Unityないで使用するためのSDKが提供されています。

SDKが以下で公開されています。

https://aka.ms/csspeech/unitypackage/

using System.Collections;
using System.Collections.Generic;
using UnityEngine;
using Microsoft.CognitiveServices.Speech;
using Microsoft.CognitiveServices.Speech.Translation;
using Microsoft.MixedReality.Toolkit.UI;
using TMPro;

public class Translatio : MonoBehaviour
{
 public TextMeshPro recognizedText;
    public TextMeshPro translatedText;
    public PressableButton micButton;

    public string SpeechServiceSubscriptionKey = "";
    public string SpeechServiceRegion = "";

    private bool waitingforReco;
    private string recognizedString;
    private string translatedString;

    private bool micPermissionGranted = false;

    private object threadLocker = new object();

    public async void ButtonClick()
    {
        var translationConfig = SpeechTranslationConfig.FromSubscription(SpeechServiceSubscriptionKey, SpeechServiceRegion);
        translationConfig.SpeechRecognitionLanguage = "ja-JP";
        translationConfig.AddTargetLanguage("fr");//サンプルコードを流用しているため翻訳対象など指定していますが、今回は使用していません。
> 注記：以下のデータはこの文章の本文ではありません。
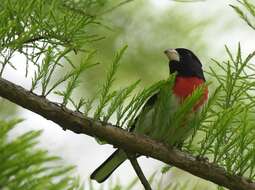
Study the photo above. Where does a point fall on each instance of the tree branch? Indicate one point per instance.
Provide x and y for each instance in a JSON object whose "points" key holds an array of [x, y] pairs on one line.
{"points": [[130, 142], [138, 170]]}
        using (var recognizer = new TranslationRecognizer(translationConfig))
        {
            lock (threadLocker)
            {
                waitingforReco = true;
            }

            var result = await recognizer.RecognizeOnceAsync().ConfigureAwait(false);

            if (result.Reason == ResultReason.TranslatedSpeech)
            {
                recognizedString = result.Text;
                foreach (var element in result.Translations)
                {
                    translatedString = element.Value;
                }
            }
            else if (result.Reason == ResultReason.NoMatch)
            {
                recognizedString = "NOMATCH: Speech could not be recognized.";
            }
            else if (result.Reason == ResultReason.Canceled)
            {
                var cancellation = CancellationDetails.FromResult(result);
                recognizedString = $"CANCELED: Reason={cancellation.Reason} ErrorDetails={cancellation.ErrorDetails}";
            }
            lock (threadLocker)
            {
                waitingforReco = false;
            }
        }
    }


    // Start is called before the first frame update
    void Start()
    {
        if (translatedText == null)
        {
            UnityEngine.Debug.LogError("translatedText property is null! Assign a UI TextMeshPro Text element to it.");
        }
        else if (micButton == null)
        {
            UnityEngine.Debug.LogError("micButton property is null! Assign a MRTK Pressable Button to it.");
        }
        else
        {
            micPermissionGranted = true;
            micButton.ButtonPressed.AddListener(ButtonClick);
        }
    }

    // Update is called once per frame
    void Update()
    {
        lock (threadLocker)
        {
            recognizedText.text = recognizedString;
            translatedText.text = translatedString;
        }
    }
}

これはAzureSpeech to Textを使用してフランス語に変換するスクリプトを流用しています。

重要な個所は以下になります

        var translationConfig = SpeechTranslationConfig.FromSubscription(SpeechServiceSubscriptionKey, SpeechServiceRegion);
        translationConfig.SpeechRecognitionLanguage = "ja-JP";

translationConfig.SpeechRecognitionLanguageを日本語に設定しています。　これによって日本語を対象とした認識が行われます。

これによってrecognizedTextに認識した文字が表示されるようになります。

以上で突貫工事ですが音声認識でのインプットを実装しています。